Regierungspolitische richtlinien in Birma, die öffentliches Gesundheitswesen einschränken und humanitäre Hilfe eine Umgebung erstellt haben, in der AIDS, drogenwiderstehende Tuberkulose, Malaria und Vogelgrippe (H5N1) das Ausbreiten unkontrolliert sind, entsprechend einem Bericht durch Forscher an der Schule Johns Hopkins Bloomberg des Öffentlichen Gesundheitswesens.

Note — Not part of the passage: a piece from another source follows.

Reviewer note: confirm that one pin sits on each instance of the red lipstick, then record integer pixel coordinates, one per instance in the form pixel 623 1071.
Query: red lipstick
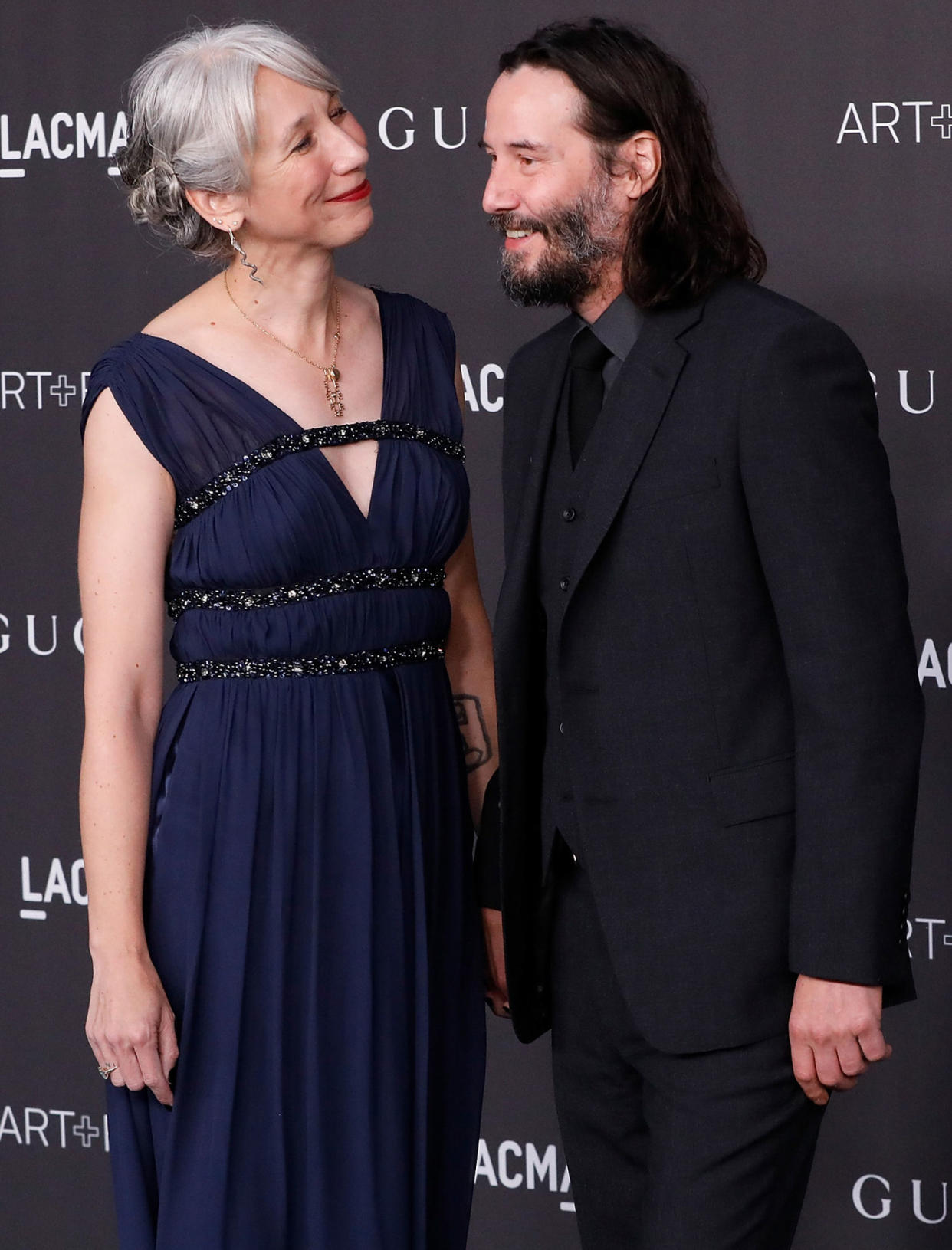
pixel 359 192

In diesem Bericht schreibt Chris Beyrer, MD, MPH, Direktor der Mitte der Bloomberg-Schule für Öffentliches Gesundheitswesen und Menschenrechte, Luke Mullany, Doktor, Voravit Suwanvanichkij, MD, MPH und Nicole Franck, MHS, dokumentieren die Verbreitung dieser Infektionskrankheiten, die, wenn sie unkontrolliert verlassen werden, eine ernste Gesundheitsdrohung zu anderen Südostasien-Nationen und zur Welt aufwerfen konnten. Sie glauben, dass internationale Zusammenarbeit und Policen erforderlich sind, humanitäre Hilfe zu den Birmanischen Leuten zurückzustellen, aber warnen, dass die neuen Beschränkungen, die von der Militärjunta auferlegt werden, solche Anstrengungen schwieriger unternehmen.
Der Gesamtbericht wurde an einer Anweisung für Außenministeriumbeamte am 24. März vorgelegt und ist von der Johns- HopkinsMitte für Öffentliches Gesundheitswesen und von den Menschenrechten bei www.jhsph.edu/burma erhältlich. Der Bericht ist auch in Überprüfung für Veröffentlichung mit der Zapfen Öffentlichen Bibliothek von Wissenschafts-Medizin (PLoS-Medizin).
Der Bericht gibt an, dass Birma seinen ersten Fällen von der Vogelgrippe unter Geflügel die Weltgesundheitsorganisation am 8. März 2006 berichtete. Jedoch zensierte die Regelungsjunta Berichte des Ausbruchs zu seiner eigenen Öffentlichkeit bis zum 17. März - währenddessen der Ausbruch 10.000 weitere Vögel beendete und 41.000 ausgewählt werden mussten, um weiter ausbreiten aufzuhalten.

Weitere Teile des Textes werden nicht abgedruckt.